モモに何かあったのだろうか、私は、慌てて通話ボタンを押した。

「もしもし!」
『ああ、俺、橘だけど』
「はい、モモがどうかしましたか?」
『いや、無事に終わったよって報告をしようと思って』

良かった。何事かと思った。わざわざ病院では、こうして電話をしてくれるのだろうか?

『黒川?』
「え? ああ、ごめんなさい。ほっとしちゃって」
『腰でも抜けた? モモは術後の麻酔もとけて、今は寝てるよ。明日の昼に来る?』
「あ、はい」
『そう、じゃあ、準備しておくよ』
「ありがとうございました」
『よそよそしいよ、ははっ』

だって、モモの主治医さんだから。
電話だと話さなくてはならない。どうしていいか戸惑ってしまう。
いつも橘君と話をするときは、橘君が私の感情を読み取って会話が成立していた。だけど、電話だとそうはいかない。
暫く沈黙が流れ、私は、切った方がいいと判断した。自分から切るのは好きじゃない。出来れば橘君から切って欲しかった。

「あの……じゃあ、明日」
『うん、明日な』

そう言って、私は、耳元から携帯を外して、電話を切った。
いつもと違う橘君の声が、まだ、耳元に残っている。
どんな顔をして電話をしていたのだろう。
おかしい、会って話をしているときは、常に下を向いているのに、電話の会話では顔の表情が気になるなんて。
持ってはいけない感情が、私の心に芽生え始める。
本当に近づくことは危険だ。
橘君は同級生に逢えたと思って懐かしいだけだ。

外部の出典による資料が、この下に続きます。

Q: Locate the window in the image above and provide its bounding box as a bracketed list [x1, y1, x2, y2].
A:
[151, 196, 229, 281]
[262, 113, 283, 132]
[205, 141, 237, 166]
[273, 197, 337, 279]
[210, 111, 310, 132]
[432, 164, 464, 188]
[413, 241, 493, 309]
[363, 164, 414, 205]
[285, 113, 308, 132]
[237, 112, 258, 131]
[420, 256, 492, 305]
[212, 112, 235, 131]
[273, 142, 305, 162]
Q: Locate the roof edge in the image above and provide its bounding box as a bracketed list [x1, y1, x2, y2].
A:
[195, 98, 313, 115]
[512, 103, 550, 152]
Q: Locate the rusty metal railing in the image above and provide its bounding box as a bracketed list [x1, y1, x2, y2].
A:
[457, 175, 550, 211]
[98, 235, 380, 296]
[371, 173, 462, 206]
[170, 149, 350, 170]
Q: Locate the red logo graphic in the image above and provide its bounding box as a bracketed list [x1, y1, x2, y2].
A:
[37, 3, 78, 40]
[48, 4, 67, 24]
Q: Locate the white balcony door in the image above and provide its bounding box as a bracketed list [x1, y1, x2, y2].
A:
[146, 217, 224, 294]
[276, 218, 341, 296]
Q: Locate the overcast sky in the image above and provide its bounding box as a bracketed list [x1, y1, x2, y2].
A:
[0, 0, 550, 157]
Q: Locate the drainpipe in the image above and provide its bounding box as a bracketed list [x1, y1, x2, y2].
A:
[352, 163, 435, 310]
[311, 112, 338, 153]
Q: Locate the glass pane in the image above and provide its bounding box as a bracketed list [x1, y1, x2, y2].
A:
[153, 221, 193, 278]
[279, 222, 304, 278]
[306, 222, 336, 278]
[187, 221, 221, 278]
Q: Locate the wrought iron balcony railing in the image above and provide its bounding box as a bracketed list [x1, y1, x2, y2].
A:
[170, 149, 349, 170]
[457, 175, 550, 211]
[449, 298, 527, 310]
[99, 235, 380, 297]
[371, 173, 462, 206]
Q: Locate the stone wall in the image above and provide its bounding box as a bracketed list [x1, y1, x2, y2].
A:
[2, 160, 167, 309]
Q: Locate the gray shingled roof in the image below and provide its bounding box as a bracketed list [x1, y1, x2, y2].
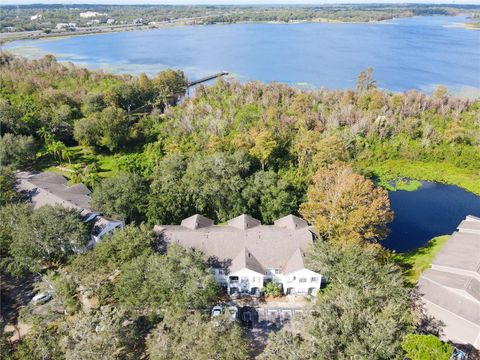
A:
[228, 214, 262, 230]
[155, 215, 313, 271]
[230, 248, 266, 274]
[418, 215, 480, 347]
[432, 231, 480, 274]
[16, 171, 90, 210]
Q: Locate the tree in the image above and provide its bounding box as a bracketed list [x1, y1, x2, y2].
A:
[0, 168, 21, 206]
[0, 133, 36, 168]
[60, 306, 142, 360]
[12, 325, 65, 360]
[300, 163, 393, 243]
[114, 244, 218, 313]
[71, 225, 155, 295]
[0, 203, 32, 274]
[148, 152, 250, 224]
[74, 106, 130, 152]
[153, 70, 188, 106]
[402, 334, 453, 360]
[147, 154, 194, 224]
[46, 141, 72, 162]
[242, 171, 298, 224]
[250, 130, 277, 170]
[262, 241, 413, 360]
[147, 312, 248, 360]
[9, 205, 89, 274]
[357, 67, 377, 95]
[313, 135, 349, 168]
[92, 173, 148, 223]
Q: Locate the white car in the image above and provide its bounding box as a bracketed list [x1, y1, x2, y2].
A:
[212, 305, 223, 317]
[228, 305, 238, 321]
[32, 291, 52, 305]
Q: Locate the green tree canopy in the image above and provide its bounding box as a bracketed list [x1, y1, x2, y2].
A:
[6, 205, 89, 274]
[300, 163, 393, 243]
[114, 244, 218, 313]
[147, 312, 248, 360]
[92, 173, 148, 223]
[402, 334, 453, 360]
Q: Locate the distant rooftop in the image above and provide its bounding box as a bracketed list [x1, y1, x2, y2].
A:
[17, 171, 90, 211]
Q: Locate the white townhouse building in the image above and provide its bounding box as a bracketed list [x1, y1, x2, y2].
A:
[154, 214, 322, 296]
[16, 171, 125, 249]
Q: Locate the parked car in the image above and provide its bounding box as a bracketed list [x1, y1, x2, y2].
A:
[32, 291, 52, 305]
[212, 305, 223, 318]
[228, 305, 238, 321]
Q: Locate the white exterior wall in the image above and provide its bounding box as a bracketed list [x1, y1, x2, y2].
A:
[282, 269, 322, 296]
[213, 268, 322, 296]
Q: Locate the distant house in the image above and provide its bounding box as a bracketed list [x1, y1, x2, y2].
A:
[16, 171, 125, 248]
[418, 215, 480, 349]
[154, 215, 322, 296]
[132, 18, 144, 25]
[55, 23, 77, 30]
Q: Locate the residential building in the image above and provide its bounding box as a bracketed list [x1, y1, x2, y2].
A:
[55, 23, 77, 30]
[80, 11, 107, 19]
[154, 214, 322, 296]
[418, 215, 480, 349]
[16, 171, 125, 248]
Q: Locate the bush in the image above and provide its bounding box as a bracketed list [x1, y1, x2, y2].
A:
[0, 134, 36, 168]
[402, 334, 453, 360]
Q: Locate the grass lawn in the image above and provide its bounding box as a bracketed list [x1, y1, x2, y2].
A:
[355, 160, 480, 195]
[395, 235, 450, 284]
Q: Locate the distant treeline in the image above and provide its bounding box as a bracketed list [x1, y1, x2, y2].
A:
[0, 4, 480, 32]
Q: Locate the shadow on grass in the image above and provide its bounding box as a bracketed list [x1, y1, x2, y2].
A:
[394, 235, 449, 285]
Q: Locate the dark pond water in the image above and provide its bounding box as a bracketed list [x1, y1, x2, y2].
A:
[5, 16, 480, 96]
[382, 182, 480, 252]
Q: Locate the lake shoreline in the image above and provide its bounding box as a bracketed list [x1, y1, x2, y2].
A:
[0, 17, 404, 45]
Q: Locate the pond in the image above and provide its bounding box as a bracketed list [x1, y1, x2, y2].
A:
[382, 182, 480, 252]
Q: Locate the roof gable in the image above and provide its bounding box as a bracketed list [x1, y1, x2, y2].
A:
[274, 214, 308, 230]
[228, 214, 262, 230]
[284, 248, 305, 274]
[181, 214, 213, 230]
[230, 248, 265, 274]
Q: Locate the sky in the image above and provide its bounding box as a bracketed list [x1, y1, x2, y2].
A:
[0, 0, 480, 5]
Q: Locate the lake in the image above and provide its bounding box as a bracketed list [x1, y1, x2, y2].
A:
[5, 16, 480, 251]
[4, 16, 480, 96]
[382, 182, 480, 252]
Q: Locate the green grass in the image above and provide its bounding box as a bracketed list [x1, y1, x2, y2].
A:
[394, 235, 450, 284]
[37, 145, 121, 180]
[355, 160, 480, 195]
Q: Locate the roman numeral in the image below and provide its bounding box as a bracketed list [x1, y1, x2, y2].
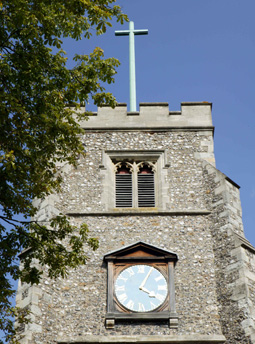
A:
[138, 302, 145, 312]
[115, 285, 125, 291]
[118, 275, 128, 282]
[155, 275, 164, 282]
[156, 294, 165, 302]
[127, 268, 135, 276]
[118, 293, 127, 303]
[150, 301, 157, 309]
[137, 265, 144, 274]
[126, 300, 134, 310]
[158, 284, 167, 290]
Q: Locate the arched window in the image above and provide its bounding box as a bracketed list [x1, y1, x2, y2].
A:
[115, 162, 155, 208]
[116, 163, 133, 208]
[138, 165, 155, 208]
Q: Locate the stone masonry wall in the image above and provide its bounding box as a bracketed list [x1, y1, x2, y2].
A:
[205, 163, 255, 344]
[17, 103, 255, 344]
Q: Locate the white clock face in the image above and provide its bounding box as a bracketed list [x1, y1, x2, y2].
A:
[114, 265, 168, 312]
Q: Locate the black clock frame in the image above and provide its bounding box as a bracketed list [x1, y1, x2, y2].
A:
[104, 242, 178, 328]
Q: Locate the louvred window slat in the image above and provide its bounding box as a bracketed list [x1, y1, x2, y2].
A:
[116, 167, 133, 208]
[138, 166, 155, 207]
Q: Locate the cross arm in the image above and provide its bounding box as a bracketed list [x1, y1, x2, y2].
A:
[115, 30, 149, 36]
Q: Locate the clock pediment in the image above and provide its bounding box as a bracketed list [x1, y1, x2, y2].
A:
[104, 241, 178, 263]
[104, 241, 178, 328]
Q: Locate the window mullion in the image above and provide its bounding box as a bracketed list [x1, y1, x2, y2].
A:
[133, 162, 138, 208]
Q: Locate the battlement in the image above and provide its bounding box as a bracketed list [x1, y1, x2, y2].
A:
[80, 102, 213, 130]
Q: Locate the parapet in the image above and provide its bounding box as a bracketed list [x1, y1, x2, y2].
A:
[80, 102, 213, 130]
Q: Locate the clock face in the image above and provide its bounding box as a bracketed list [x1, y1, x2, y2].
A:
[114, 265, 168, 312]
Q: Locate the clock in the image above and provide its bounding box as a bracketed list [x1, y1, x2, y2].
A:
[114, 264, 168, 312]
[104, 241, 178, 328]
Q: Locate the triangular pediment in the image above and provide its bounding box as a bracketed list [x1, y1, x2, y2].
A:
[104, 241, 178, 262]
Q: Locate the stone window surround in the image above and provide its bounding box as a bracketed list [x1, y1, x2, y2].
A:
[99, 149, 170, 211]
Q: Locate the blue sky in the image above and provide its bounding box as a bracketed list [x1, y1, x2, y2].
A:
[61, 0, 255, 245]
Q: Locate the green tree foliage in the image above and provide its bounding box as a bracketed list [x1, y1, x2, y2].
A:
[0, 0, 127, 343]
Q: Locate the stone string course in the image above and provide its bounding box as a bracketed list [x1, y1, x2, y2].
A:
[17, 105, 255, 344]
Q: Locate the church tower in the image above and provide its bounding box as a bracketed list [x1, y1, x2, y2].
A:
[17, 102, 255, 344]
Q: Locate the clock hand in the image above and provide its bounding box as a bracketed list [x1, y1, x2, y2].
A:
[139, 266, 153, 290]
[139, 287, 156, 297]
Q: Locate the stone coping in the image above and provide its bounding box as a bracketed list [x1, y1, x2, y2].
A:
[65, 209, 211, 216]
[82, 126, 214, 132]
[57, 334, 226, 344]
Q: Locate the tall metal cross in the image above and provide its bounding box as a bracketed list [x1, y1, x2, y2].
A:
[115, 21, 148, 111]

私は、同級生の認識すらなかった。
モモの病院通いも、この手術が最後で暫く行かなくなる。
あとは、健康診断として、年に一度くらい行けばいいだろう。
家が近いことが不安材料だが、この土地に越してきて、モモを拾うまで、橘君とは偶然でも会わなかったのだ。これからも街で出くわすことはないだろう。
橘君みたいにいい人は、私みたいな人間と関わってはいけない。負の悪魔の連鎖は、私で食い止めなければならない。あの厄病神が生きているうちは。